Tuesday, June 2, 2009

I like cookies to be free-form

No cookie cutters for me. They taste good no matter what.

In starting to read some of the course material for my online class I came across a small paragraph that got under my skin and enraged me. I understood it for the necessity of the course but . . .

That's just it, "for the course, for the course" is all I keep muttering to myself. I was going to write a scathing rant on the "cookie-cutter" culture we will never escape (though claim to have over-come over and over and over again). The words of Foucault, Derrida and Said were echoing in my head with an image of Nietzsche's Madman running through the market in the daytime with his lit lantern and . . .

I just let it all go. Do we have to look towards the future to understand what the ramifications are for the use of new technology by the herd? The formulas for success are just a click away. You can even find a perfect mate, learn how to sculpt the perfect body, even become a man/woman of God.
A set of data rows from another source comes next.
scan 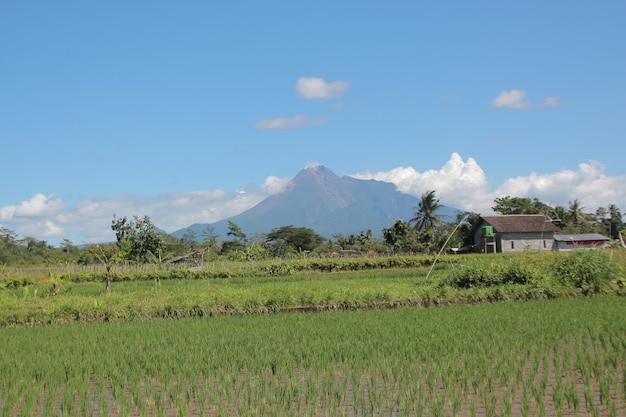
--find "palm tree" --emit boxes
[410,190,444,233]
[552,205,567,228]
[608,204,623,238]
[566,199,586,231]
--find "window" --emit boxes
[543,240,546,248]
[511,241,514,249]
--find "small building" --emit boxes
[472,215,561,253]
[168,249,205,268]
[553,234,611,251]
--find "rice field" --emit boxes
[1,296,625,416]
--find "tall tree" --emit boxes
[608,204,623,239]
[383,219,418,253]
[89,244,125,294]
[552,205,567,228]
[265,225,325,257]
[594,207,609,235]
[220,221,247,255]
[0,227,20,264]
[410,190,444,233]
[226,221,247,243]
[563,199,591,233]
[452,211,481,248]
[492,196,543,215]
[181,229,199,251]
[201,226,219,253]
[59,238,77,254]
[111,215,164,263]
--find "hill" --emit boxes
[172,165,457,240]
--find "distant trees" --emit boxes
[383,219,418,253]
[0,227,21,264]
[89,243,124,294]
[333,230,377,252]
[608,204,624,239]
[111,215,165,263]
[220,221,248,255]
[0,192,624,268]
[564,199,589,232]
[594,204,625,239]
[265,225,325,257]
[406,190,448,253]
[410,190,445,234]
[201,226,220,254]
[59,238,77,254]
[489,196,626,237]
[181,229,199,251]
[492,196,548,215]
[1,226,76,265]
[445,211,481,249]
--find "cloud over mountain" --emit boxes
[1,153,624,245]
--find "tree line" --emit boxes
[1,192,623,267]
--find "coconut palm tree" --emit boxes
[410,190,445,233]
[608,204,623,238]
[565,199,587,232]
[552,205,567,228]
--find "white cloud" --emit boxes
[543,96,560,107]
[20,220,64,238]
[495,161,626,210]
[254,115,326,130]
[352,153,626,215]
[491,89,561,109]
[491,89,530,109]
[260,175,292,194]
[2,154,625,245]
[0,180,291,245]
[352,153,493,213]
[296,77,350,99]
[0,193,64,220]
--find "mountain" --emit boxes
[172,166,457,240]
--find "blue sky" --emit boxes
[1,1,625,245]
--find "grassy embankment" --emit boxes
[0,249,624,326]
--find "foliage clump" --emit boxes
[448,250,622,295]
[448,257,548,288]
[552,250,620,294]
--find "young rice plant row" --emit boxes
[1,296,625,416]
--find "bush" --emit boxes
[448,258,548,289]
[261,262,293,277]
[552,250,619,294]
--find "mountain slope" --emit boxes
[173,166,456,240]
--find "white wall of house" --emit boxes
[473,222,555,253]
[499,232,555,253]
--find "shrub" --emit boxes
[552,250,619,294]
[260,262,293,276]
[448,258,548,289]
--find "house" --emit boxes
[553,234,611,251]
[472,215,561,253]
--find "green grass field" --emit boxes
[1,250,625,416]
[1,296,625,416]
[1,250,625,326]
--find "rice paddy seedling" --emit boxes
[1,295,625,416]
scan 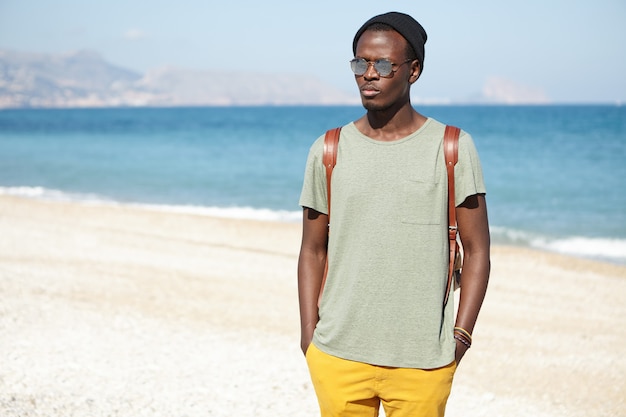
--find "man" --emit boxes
[298,11,490,417]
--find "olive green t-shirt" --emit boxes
[299,118,486,369]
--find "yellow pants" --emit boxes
[306,343,456,417]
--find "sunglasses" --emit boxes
[349,58,413,77]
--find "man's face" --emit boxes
[353,29,419,112]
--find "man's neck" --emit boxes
[355,103,427,142]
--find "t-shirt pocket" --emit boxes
[401,178,442,225]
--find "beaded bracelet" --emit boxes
[453,326,472,348]
[454,334,471,348]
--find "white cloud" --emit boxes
[123,29,147,41]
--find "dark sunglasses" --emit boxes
[349,58,413,77]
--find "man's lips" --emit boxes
[360,84,380,97]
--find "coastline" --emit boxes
[1,195,624,416]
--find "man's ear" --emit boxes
[409,60,421,84]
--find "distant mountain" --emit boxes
[0,49,358,108]
[476,77,550,104]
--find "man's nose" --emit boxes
[363,62,379,79]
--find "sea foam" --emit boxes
[0,186,301,223]
[491,226,626,265]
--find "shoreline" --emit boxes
[2,187,625,267]
[1,194,624,416]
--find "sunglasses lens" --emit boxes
[374,60,393,76]
[350,59,368,75]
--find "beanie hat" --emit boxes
[352,12,428,71]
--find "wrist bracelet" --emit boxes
[454,327,472,349]
[454,326,472,343]
[454,334,471,348]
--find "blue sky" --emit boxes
[1,0,625,103]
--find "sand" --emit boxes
[0,194,624,417]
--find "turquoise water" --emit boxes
[1,105,625,263]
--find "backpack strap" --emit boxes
[323,127,341,216]
[443,125,461,306]
[318,127,341,306]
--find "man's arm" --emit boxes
[454,193,491,364]
[297,207,329,355]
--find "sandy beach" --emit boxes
[0,194,624,417]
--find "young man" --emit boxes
[298,11,490,417]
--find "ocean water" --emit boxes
[1,105,625,264]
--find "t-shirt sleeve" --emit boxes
[454,131,487,206]
[299,135,329,214]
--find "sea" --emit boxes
[0,105,625,265]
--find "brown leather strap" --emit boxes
[323,127,341,215]
[443,125,461,306]
[318,127,341,306]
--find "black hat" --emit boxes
[352,12,428,71]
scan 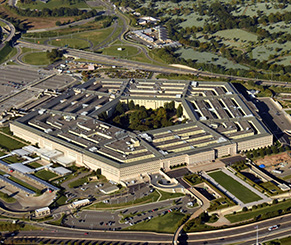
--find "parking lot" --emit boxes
[63,194,197,231]
[0,65,78,114]
[32,74,75,90]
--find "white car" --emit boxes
[268,225,279,231]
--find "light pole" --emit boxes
[255,225,259,245]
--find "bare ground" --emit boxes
[0,4,78,30]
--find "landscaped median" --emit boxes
[86,190,184,210]
[225,199,291,223]
[124,211,188,233]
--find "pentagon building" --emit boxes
[10,79,273,182]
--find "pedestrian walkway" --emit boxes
[173,178,210,244]
[208,215,231,227]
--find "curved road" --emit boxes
[0,18,16,49]
[16,39,291,90]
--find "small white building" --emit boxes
[35,207,51,217]
[69,199,91,209]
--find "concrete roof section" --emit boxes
[11,79,272,170]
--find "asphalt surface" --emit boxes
[0,18,16,50]
[17,38,291,90]
[6,213,291,244]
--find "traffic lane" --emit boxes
[186,214,291,241]
[18,39,291,86]
[191,226,291,245]
[16,229,173,243]
[183,228,291,245]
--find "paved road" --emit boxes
[0,18,16,50]
[17,39,291,91]
[7,209,291,244]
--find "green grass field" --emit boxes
[8,176,40,193]
[175,48,249,70]
[23,20,107,39]
[125,212,185,233]
[0,191,16,203]
[72,26,116,47]
[22,52,51,65]
[17,0,88,10]
[267,236,291,245]
[2,155,21,164]
[215,29,258,42]
[0,133,25,151]
[208,171,261,204]
[34,170,58,181]
[68,176,88,188]
[101,45,140,57]
[87,189,183,210]
[226,199,291,223]
[50,38,91,50]
[27,162,42,168]
[0,43,17,65]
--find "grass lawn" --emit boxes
[158,190,184,201]
[48,213,65,226]
[0,191,16,203]
[2,155,21,164]
[0,133,25,151]
[215,29,258,42]
[125,212,185,233]
[55,194,67,206]
[0,127,13,135]
[87,191,160,210]
[50,38,91,50]
[208,171,261,203]
[267,236,291,245]
[226,199,291,223]
[0,44,17,64]
[68,176,88,188]
[260,181,281,194]
[87,189,183,210]
[22,52,51,65]
[76,27,116,47]
[101,45,140,57]
[34,170,58,181]
[8,176,40,193]
[23,20,107,39]
[27,162,42,168]
[17,0,88,10]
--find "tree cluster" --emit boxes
[46,49,63,62]
[7,5,98,19]
[104,100,184,132]
[245,144,290,159]
[95,16,115,28]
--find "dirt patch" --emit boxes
[254,152,291,169]
[253,152,291,179]
[0,4,78,30]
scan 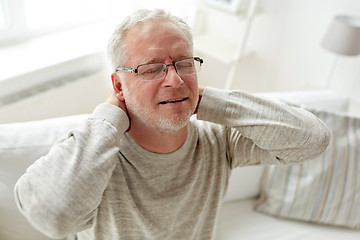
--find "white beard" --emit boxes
[156,110,193,133]
[122,86,195,134]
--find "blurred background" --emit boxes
[0,0,359,123]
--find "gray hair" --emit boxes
[107,8,194,71]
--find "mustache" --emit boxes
[156,86,193,100]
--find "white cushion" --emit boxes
[0,115,87,240]
[255,109,360,229]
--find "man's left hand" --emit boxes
[194,86,204,114]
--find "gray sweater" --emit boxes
[14,87,330,240]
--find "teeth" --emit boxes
[160,98,186,104]
[168,99,183,103]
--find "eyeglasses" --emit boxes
[116,57,204,81]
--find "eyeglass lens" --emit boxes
[137,58,201,81]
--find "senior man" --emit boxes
[15,8,330,240]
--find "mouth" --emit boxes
[159,98,188,105]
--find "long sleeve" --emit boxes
[14,104,129,239]
[196,87,330,168]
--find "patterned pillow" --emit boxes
[254,108,360,229]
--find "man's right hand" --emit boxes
[106,88,127,114]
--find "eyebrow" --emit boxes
[139,54,192,66]
[175,54,193,61]
[140,58,158,65]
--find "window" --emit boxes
[0,0,112,46]
[0,0,122,105]
[24,0,108,31]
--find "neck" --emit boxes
[128,124,189,154]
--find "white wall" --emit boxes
[215,0,360,100]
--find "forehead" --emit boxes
[125,20,192,65]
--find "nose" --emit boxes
[162,64,184,88]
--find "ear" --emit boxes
[111,73,125,102]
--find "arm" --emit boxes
[14,103,129,239]
[196,87,330,168]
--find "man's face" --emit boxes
[120,20,199,133]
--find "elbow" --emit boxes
[14,184,91,239]
[39,226,71,240]
[320,124,331,153]
[28,221,75,240]
[15,197,70,239]
[37,214,76,239]
[14,182,63,238]
[310,119,331,159]
[19,205,83,239]
[298,122,331,163]
[276,123,331,165]
[38,210,94,239]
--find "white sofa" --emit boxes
[1,90,359,240]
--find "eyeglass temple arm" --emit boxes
[116,67,137,73]
[194,57,204,65]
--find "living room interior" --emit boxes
[0,0,359,239]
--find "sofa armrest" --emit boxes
[0,114,88,240]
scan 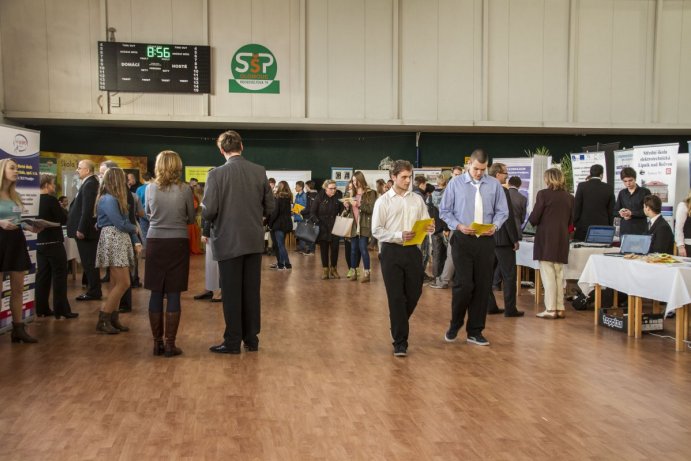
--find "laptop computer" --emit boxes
[578,225,616,247]
[604,234,652,257]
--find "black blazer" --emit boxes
[647,217,674,254]
[494,187,519,247]
[573,178,614,241]
[66,175,99,240]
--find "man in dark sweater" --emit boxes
[644,195,674,254]
[573,164,614,241]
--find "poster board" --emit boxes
[493,157,533,209]
[266,170,312,193]
[613,149,634,197]
[570,151,607,191]
[412,168,445,188]
[330,167,353,193]
[359,170,390,192]
[0,125,41,332]
[632,143,679,223]
[185,166,215,183]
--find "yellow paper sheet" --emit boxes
[403,218,435,246]
[469,222,494,236]
[292,203,305,214]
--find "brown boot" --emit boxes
[110,311,129,332]
[360,270,370,283]
[164,312,183,357]
[329,267,341,279]
[96,311,119,334]
[321,267,330,280]
[149,311,164,356]
[11,322,38,343]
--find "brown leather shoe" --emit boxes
[556,311,566,319]
[164,312,183,357]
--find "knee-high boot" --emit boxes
[149,311,164,356]
[164,311,183,357]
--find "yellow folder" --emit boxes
[403,218,435,246]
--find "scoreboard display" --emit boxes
[98,41,211,94]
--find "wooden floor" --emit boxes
[1,248,690,460]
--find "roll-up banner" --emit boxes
[570,152,607,192]
[613,150,634,197]
[632,143,679,224]
[0,124,41,331]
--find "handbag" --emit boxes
[331,214,354,237]
[295,218,320,243]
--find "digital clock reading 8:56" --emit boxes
[147,45,170,59]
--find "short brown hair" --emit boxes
[390,160,413,177]
[644,194,661,214]
[488,162,506,178]
[414,175,427,187]
[217,130,243,153]
[40,173,55,189]
[620,167,636,181]
[470,149,488,164]
[543,168,565,191]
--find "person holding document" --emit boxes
[372,160,434,357]
[439,149,508,346]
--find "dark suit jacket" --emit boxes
[66,174,99,240]
[508,187,527,239]
[529,188,574,264]
[647,216,674,254]
[201,155,274,261]
[573,178,614,241]
[494,187,519,247]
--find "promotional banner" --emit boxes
[632,143,679,222]
[265,170,312,193]
[613,149,634,197]
[412,168,444,187]
[0,124,41,330]
[570,151,607,191]
[185,166,215,183]
[331,167,353,193]
[493,157,532,207]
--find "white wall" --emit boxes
[1,0,691,131]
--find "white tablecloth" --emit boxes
[516,241,615,280]
[578,254,691,314]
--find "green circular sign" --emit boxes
[230,44,279,93]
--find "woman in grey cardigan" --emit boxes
[145,151,196,356]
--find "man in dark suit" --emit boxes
[203,130,275,354]
[644,195,674,254]
[486,163,523,317]
[573,164,614,241]
[507,176,528,240]
[66,159,101,301]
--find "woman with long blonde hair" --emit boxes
[94,167,141,334]
[0,158,43,343]
[344,171,377,282]
[528,168,574,319]
[144,150,195,356]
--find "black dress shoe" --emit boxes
[487,308,505,315]
[209,343,241,354]
[243,343,259,352]
[36,310,55,318]
[504,310,525,318]
[76,294,101,301]
[193,291,213,300]
[55,311,79,319]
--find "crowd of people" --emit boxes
[1,132,685,357]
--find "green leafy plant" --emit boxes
[523,146,551,158]
[558,154,574,193]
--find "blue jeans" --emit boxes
[350,236,370,270]
[139,217,150,248]
[272,230,290,267]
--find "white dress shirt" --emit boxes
[372,188,430,246]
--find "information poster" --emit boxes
[265,170,312,193]
[0,125,41,331]
[185,166,215,183]
[632,143,679,222]
[493,157,532,206]
[412,168,444,188]
[570,151,607,191]
[613,149,634,197]
[331,167,353,193]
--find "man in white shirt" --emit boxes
[372,160,435,357]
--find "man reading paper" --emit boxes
[372,160,434,357]
[439,149,508,346]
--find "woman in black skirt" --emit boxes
[145,151,195,357]
[0,158,43,343]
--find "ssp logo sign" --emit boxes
[229,44,280,94]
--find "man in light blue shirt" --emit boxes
[439,149,509,346]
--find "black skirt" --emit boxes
[0,228,31,272]
[144,238,190,292]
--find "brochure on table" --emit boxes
[0,124,40,332]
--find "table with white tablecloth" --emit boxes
[516,241,616,303]
[578,254,691,350]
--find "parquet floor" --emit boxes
[1,249,690,460]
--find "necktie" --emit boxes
[473,182,483,224]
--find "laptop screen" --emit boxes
[585,226,615,244]
[620,234,652,255]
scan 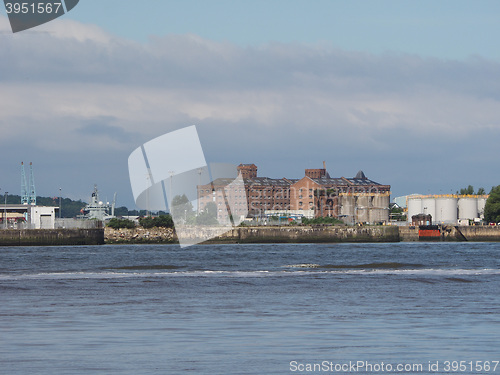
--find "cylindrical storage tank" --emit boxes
[371,195,390,223]
[421,198,436,222]
[356,196,370,223]
[458,197,478,220]
[435,197,458,224]
[407,197,422,223]
[477,197,487,216]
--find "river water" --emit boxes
[1,242,499,374]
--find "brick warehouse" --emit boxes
[197,164,391,224]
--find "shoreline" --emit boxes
[104,225,500,245]
[1,225,499,246]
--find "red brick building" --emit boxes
[197,164,391,223]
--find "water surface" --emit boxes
[1,242,499,374]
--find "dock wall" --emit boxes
[207,225,400,243]
[0,229,104,246]
[398,226,420,242]
[445,226,500,242]
[399,225,500,242]
[105,225,400,244]
[105,225,500,244]
[5,225,496,246]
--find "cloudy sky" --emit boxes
[1,0,499,208]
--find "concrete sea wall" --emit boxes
[399,225,500,242]
[3,225,498,246]
[398,226,420,242]
[445,226,500,242]
[105,225,400,244]
[104,225,500,244]
[0,229,104,246]
[191,225,400,244]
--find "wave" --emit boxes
[283,262,426,270]
[110,265,182,270]
[1,268,500,280]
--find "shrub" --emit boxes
[302,216,343,225]
[139,215,174,229]
[107,218,136,229]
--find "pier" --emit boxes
[0,229,104,246]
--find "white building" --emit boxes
[1,205,58,229]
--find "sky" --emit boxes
[1,1,500,208]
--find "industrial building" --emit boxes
[1,204,58,229]
[197,163,391,224]
[406,194,488,225]
[0,162,59,229]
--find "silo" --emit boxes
[435,197,458,224]
[407,197,422,223]
[371,194,390,223]
[421,197,436,222]
[477,197,487,217]
[458,197,478,220]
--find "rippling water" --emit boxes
[1,242,499,374]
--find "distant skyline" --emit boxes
[1,1,499,208]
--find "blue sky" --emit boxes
[1,1,500,208]
[60,0,500,60]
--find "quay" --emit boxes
[105,225,500,244]
[0,228,104,246]
[1,225,500,246]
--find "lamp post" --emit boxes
[4,191,8,229]
[59,188,62,219]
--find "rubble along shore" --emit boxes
[104,227,176,244]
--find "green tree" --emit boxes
[390,206,407,222]
[477,187,486,195]
[484,186,500,223]
[107,218,136,229]
[138,215,174,228]
[114,206,131,216]
[459,185,475,195]
[302,216,343,225]
[139,216,155,228]
[154,215,174,228]
[196,201,218,225]
[171,194,194,222]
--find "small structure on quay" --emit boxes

I'm proud of such ingenuity put forth by my fellow man, but what would we do, if suddenly left without the formulas? It's not a new fear, in fact I feel like an unoriginal broken record. What do we do when it's all gone?

For those of you who had the pleasure of seeing the movie Up this weekend I hope the whole message of representation did not get lost. I'm not quite getting at the phenomenology of film . . . but a bit broader. Quickly, without wasting too much time on plot and hopefully not giving too much away, the main character Carl seems to have an unhealthy attachment to the things that reminded him of his late wife, Ellie. In fact, this attachment to these objects are what get him in trouble in the first place (the mailbox incident). What Carl realized during the course of the film was that those memories originated in him. They poured out of him. This theme ran and over-lapped in various sub-plots through out the entire film. After all we could examine the superficial reasons that led Russell to Carl's door step. I think the mystery and the interesting part of all of it (of life) is what happens in the "in between." The turning of an object into a symbol (whether personal or cultural). The becoming of an icon. Which definitions we choose and which objects house those definitions, when and why . . . Gah . . . . somewhere in there is where I want to be.

What do our "symbols" say about us now . . .
"Instant" messenger
"High-speed" internet
"All access"
"Unlimited" text


The idea that you aren't connected with the people you love if you don't have constant access to them . . .


All of this makes me long for where the wild things are.